Como pais, todos queremos oferecer sempre o melhor aos nossos filhos. E esse tipo de ensinamento nao eh o melhor. A responsabilidade de garantir que o Kiyo esteja capacitado para enfrentar o mundo eh nossa (minha e do Jeff). Ninguem irah assumir o futuro dele. Entao, eh nosso direito de garanti-lo da forma em que nos entendemos ser melhor: oferencendo a ele a oportunidade de interagir verdadeiramente com todos os tipos de pessoas, dando a ele a chance de questionar tudo que lhe vier a cabeca e expandindo seus horizontes para que ele possa ser o melhor naquilo que quiser ser.

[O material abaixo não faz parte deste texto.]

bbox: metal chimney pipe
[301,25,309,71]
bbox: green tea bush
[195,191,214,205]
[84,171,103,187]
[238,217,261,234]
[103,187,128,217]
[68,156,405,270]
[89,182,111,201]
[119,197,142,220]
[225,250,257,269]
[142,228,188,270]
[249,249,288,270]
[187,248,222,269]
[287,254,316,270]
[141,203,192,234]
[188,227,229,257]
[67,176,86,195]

Quando decidimos pela educacao domiciliar para nossa familia, sabiamos que seriamos duramente criticados. No inicio de tudo, estavamos sim apreensivos quanto ao sucesso da nossa empreitada. No que diz respeito a vida social do Kiyo, posso dizer que vai muito bem - obrigada! Ele voltou a ser o menino tagarela que interage tranquilamente com criancas menores, criancas maiores, adultos e animais. Ele voltou a ter gosto por todas as cores do arco-iris, apesar de saber quais sao suas favoritas. Ele voltou a ser uma crianca tolerante ao diferente e sem pre-conceitos assumidos sobre o desconhecido. E eh assim que queremos que ele enfrente o mundo: perguntando aos outros e sabendo que eh em grupo que se vive bem.